Going into the history, you’ll be amazed to know that Rajasthan has a diverse collection of musician castes, including langas, sapera, bhopa, jogi and Manganiar. Traditional music includes the women’s Panihari songs, which lyrically describes chores, especially centered on water and wells, both of which are an integral part of Rajasthan’s desert culture. Other songs, played by various castes, normally begin with the alap, which sets the tune and is followed by a recital of a couplet. The celebration of changing seasons is also very central to folk music of Rajasthan. Celebration of the coming of the Monsoons or the harvest season are central to most traditional folk songs. There are also songs that revolve around daily activities of the local people.
Music and dance are deeply engraved in the life of Rajasthanis. Some of the instruments frequently used in traditional Rajasthani folk music at Weddings are:
- Kamaicha: The Kamaicha is one of the oldest bowed musical instruments in the world. This instrument is made from a single piece of wood and its three main strings are made of goat intestine, while the fourteen others are made of steel. It is used extensively in Rajasthani folk music.
- Morchang: This wind percussion instrument, also called ‘morchang’ is another instrument used widely in Rajasthani folk music.

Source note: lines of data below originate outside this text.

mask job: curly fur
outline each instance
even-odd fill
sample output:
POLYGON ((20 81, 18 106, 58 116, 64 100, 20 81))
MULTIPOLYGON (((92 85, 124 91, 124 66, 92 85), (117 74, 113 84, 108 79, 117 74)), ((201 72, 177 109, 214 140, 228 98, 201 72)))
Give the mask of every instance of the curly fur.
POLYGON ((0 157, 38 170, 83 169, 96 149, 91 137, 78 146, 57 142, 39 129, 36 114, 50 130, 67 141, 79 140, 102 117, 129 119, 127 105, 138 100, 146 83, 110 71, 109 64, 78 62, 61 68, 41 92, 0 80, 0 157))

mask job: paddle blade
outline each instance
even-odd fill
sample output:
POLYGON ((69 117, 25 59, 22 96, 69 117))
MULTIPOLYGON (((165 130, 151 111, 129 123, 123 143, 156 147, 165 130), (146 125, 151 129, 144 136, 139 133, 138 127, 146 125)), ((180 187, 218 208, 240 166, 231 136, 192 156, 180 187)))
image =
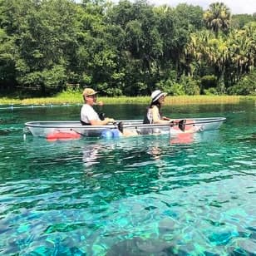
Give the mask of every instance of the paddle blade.
POLYGON ((185 126, 186 126, 186 121, 185 119, 179 121, 180 130, 185 131, 185 126))

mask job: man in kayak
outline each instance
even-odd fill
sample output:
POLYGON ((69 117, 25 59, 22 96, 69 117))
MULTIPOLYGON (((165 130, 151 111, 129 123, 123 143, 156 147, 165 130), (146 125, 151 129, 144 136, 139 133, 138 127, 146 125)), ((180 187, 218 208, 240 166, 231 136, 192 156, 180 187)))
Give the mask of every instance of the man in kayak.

To play this instrument, the player has to hold it firmly between the teeth and strike the metal tongue with the free hand. The movement of the player’s tongue, blowing and sucking of air through the instrument produces different sounds.
- Nagara: The Nagara is a type of folk kettle drum played with wooden sticks. During ancient times, they were usually played during important ceremonies. This instrument is usually accompanied by the Tasha and Shehnai.
- Ravanahatta: The Ravanahatta is a hand-made bow-string instrument, usually made by the artist himself. It is an important folk music instrument in Rajasthan and is made from bamboo and coconut shell. Ravanahatta players are called ‘Bhopas’ and belong to the Nayak, Bhil or Thori castes.
Having said that, one can get real experience only by attending such marriage.